Here's the PureBasic code that I used in a plugin for a new @upper function;
Code:
ProcedureCDLL.i f_Upper(*lpszString)
  Static theString.s
  Static theUpperString.s
  
  theString = PeekS(*lpszString)
  
  If Len(theString) < 1
    WriteConsoleN("USAGE: @Upper[" + "Les élèves français apprennent où placer les caractères accentués" + "]")
    ProcedureReturn #Null
  Else
    theString = Trim(theString)
  EndIf
  
  theUpperString = PeekS(CharUpper_(theString))
  
  PokeS(*lpszString,theUpperString)
  
  ProcedureReturn #Null
EndProcedure

This produces;
Code:
E:\...\plugin>echo %@upper[Les élèves français apprennent où placer les caractères accentués]
LES ÉLÈVES FRANÇAIS APPRENNENT OÙ PLACER LES CARACTÈRES ACCENTUÉS

Joe
Code:
     _x64: 1
   _admin: 1
_elevated: 1

TCC  29.00.17 x64   Windows 10 [Version 10.0.19044.2604]
 
Please find attached a plugin, TCCUtils, which has the modified @upper function using the code from post #9.
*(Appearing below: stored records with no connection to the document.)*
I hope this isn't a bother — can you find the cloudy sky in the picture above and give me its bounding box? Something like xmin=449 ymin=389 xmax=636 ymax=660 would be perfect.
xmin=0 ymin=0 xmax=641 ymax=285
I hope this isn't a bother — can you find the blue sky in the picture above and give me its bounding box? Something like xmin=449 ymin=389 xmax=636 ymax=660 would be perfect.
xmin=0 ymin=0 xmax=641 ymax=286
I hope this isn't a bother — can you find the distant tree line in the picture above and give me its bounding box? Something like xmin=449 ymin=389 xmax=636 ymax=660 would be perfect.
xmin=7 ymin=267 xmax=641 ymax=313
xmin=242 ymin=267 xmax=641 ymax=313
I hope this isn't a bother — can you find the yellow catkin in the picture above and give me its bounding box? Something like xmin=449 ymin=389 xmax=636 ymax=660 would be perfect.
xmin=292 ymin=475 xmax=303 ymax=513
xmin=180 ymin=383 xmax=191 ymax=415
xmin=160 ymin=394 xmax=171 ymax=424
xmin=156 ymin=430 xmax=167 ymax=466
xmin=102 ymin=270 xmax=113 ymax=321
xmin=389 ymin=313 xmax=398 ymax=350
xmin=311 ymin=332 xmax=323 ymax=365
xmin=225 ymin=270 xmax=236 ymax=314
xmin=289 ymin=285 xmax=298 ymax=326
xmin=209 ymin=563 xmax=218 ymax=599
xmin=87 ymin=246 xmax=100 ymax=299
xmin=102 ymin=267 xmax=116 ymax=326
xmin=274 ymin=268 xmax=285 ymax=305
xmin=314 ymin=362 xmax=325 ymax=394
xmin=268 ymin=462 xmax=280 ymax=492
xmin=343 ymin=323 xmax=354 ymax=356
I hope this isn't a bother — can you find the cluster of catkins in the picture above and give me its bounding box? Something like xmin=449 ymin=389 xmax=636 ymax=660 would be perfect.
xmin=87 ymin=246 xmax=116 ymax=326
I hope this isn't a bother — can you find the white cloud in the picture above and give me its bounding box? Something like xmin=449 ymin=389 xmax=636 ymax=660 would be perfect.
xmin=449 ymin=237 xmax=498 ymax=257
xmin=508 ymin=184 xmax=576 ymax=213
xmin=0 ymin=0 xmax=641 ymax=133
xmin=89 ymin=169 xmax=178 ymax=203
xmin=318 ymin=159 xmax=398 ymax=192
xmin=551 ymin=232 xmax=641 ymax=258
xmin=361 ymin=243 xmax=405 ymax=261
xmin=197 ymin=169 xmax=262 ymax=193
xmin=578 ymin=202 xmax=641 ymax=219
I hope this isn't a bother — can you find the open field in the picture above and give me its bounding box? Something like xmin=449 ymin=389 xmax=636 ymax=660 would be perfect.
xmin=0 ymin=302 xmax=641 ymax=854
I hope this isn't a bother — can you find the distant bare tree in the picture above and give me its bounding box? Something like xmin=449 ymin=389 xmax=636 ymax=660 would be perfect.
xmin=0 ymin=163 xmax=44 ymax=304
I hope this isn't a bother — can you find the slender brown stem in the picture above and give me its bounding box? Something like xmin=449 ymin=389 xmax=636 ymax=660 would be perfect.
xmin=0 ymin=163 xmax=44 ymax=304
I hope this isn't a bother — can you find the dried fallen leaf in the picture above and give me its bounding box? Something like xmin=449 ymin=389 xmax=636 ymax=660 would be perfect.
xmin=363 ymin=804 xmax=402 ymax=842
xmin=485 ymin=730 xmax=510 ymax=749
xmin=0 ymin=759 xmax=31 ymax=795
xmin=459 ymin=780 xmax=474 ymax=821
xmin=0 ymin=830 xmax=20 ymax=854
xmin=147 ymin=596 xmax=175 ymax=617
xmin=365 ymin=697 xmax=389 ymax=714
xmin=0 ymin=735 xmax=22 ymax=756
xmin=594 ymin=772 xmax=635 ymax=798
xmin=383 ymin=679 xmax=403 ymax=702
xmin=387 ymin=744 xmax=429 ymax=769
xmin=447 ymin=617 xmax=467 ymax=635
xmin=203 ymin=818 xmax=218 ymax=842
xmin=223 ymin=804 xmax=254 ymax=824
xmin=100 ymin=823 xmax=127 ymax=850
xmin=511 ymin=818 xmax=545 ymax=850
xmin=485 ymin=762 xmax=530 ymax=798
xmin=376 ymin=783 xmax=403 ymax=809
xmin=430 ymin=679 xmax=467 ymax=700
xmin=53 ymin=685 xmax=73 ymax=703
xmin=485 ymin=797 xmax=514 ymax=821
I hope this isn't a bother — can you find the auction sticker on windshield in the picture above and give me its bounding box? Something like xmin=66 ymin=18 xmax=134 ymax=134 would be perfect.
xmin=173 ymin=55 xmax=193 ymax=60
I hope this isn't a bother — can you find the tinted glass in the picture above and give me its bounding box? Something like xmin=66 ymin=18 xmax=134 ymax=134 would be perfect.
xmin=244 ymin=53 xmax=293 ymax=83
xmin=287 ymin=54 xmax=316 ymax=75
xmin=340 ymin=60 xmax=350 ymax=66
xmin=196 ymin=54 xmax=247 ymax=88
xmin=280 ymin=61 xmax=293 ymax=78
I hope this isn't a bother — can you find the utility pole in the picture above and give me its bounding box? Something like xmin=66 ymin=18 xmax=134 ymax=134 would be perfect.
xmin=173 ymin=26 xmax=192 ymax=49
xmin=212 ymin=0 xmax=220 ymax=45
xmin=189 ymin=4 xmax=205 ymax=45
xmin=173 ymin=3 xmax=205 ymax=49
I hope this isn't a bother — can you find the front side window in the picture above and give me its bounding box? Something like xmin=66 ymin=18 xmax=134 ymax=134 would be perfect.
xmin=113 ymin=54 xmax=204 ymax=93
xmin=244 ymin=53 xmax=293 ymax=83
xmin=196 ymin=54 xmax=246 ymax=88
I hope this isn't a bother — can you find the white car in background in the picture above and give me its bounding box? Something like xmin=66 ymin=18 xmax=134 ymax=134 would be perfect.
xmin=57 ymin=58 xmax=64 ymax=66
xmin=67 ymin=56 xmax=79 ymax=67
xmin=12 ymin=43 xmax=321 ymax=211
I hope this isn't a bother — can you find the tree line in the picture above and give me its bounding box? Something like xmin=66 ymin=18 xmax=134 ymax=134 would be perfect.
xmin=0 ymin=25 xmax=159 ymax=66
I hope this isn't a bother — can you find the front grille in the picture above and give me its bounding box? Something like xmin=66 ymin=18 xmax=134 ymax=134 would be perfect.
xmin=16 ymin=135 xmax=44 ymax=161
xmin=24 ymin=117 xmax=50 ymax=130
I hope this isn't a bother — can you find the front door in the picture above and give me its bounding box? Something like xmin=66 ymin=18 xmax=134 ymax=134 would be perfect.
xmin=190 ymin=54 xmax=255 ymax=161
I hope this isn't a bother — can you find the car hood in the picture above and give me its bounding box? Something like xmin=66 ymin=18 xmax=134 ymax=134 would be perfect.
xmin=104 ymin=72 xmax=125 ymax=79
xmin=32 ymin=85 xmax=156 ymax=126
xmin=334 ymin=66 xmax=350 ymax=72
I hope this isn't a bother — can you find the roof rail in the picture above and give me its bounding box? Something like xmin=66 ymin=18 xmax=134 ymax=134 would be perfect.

plugin /i TCCUtils.dll for more info.

Joe
 

Attachments

  • tccutils.7z
    3.5 KB · Views: 99
Tough ones ... eh? These work for me.

Code:
INT WINAPI f_UCASE(LPWSTR psz)
{
    CharUpper(psz);
    return 0;
}

INT WINAPI f_LCASE(LPWSTR psz)
{
    CharLower(psz);
    return 0;
}
 
Thank you to all! Your solutions work well. Charles et Joe, thanks for your plugins.
And all your answers have taught me a lot about the possibilities of plugins and @WINAPI.